Nota-se que esta fala já incorpora o que foi ouvido dos técnicos, mas com um certo estranhamento. Afinal, “ninguém sabe onde é que vai esbarrar a finalidade dessa filmação,

né”? Ou seja, este tipo de consideração não faz parte do cotidiano deles e, mais do que isso,

não é isso que garante a continuidade das tradições.

Uma outra questão é que numa situação tão drástica de mudança o presente e, mais ainda o futuro, é hierarquicamente superior ao passado. Ou seja, há uma inversão na lógica do patrimônio em que o passado é mais importante. Isto porque, nesse momento, as questões que, de fato, importam estão relacionadas à garantia de condições materiais de existência no presente imediato e no futuro próximo.

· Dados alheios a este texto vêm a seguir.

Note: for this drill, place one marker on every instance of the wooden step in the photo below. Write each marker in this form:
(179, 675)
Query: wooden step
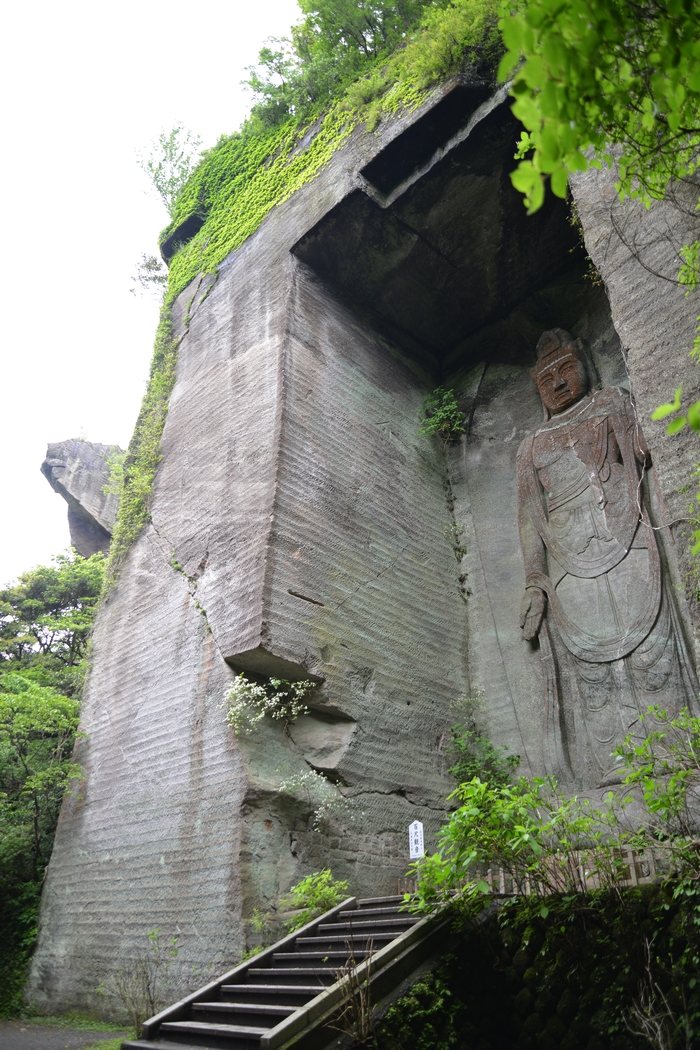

Assim, o foco dos atingidos, durante a implantação da Usina, são as questões de negociação com o empreendedor, o conhecimento das terras para o reassentamento, as

indenizações a serem pagas, a mudança propriamente dita e as condições de sobrevivência nas novas terras.

Entretanto, a categoria patrimônio, como defendida por Gonçalves (2005), mostra-se como um importante elemento a ser utilizado nesse processo em que as referências das comunidades impactadas são postas em risco. Na medida em que pode servir como base para as discussões que perpassam todas as preocupações existentes:viabilidade das novas áreas de reassentamento, processos de indenização justos e adequados a cada uma das populações afetadas, condições materiais de reprodução dos seus modos de vida.

Retomo o artigo de Fernandes (2005) para finalizar este capítulo e reforçar o que já foi anteriormente dito, no sentido de que o fundamental para o desenvolvimento desta prática é uma mudança no foco de atuação do antropólogo (bem como daqueles envolvidos em processos de licenciamento de empreendimentos de infra-estrutura), da noção de “produto” para a de processo. Não se pode conduzir um reassentamento compulsório tendo em mente produtos pré-estabelecidos em programas e projetos, como: construção das casas, implantação de programas de reestruturação socioeconômica, melhoria de acessos, construção de postos de saúde, implantação de programas de preservação do patrimônio cultural. Estes têm um papel fundamental e dizem respeito a uma longa história de lutas em busca da garantia de direitos dessas populações ribeirinhas e constituem-se como pontos pacíficos a serem considerados em casos de licenciamento. Não se trata de desconsiderar isto. Mas, trata-se, sobretudo da adoção de uma postura metodológica que incorpore a importância do processo pelos quais estas ações são implementadas. Já que é unicamente durante o processo de implementação das ações que as comunidades têm a oportunidade de refletir sobre a implantação do empreendimento e reconstruir novas formas de existência naqueles lugares de destino. Nesse sentido, a atuação de um antropólogo é fundamental para que os vários “pontos-de-vista” sejam considerados e possam se colocar na trama de interações que aí ocorrem.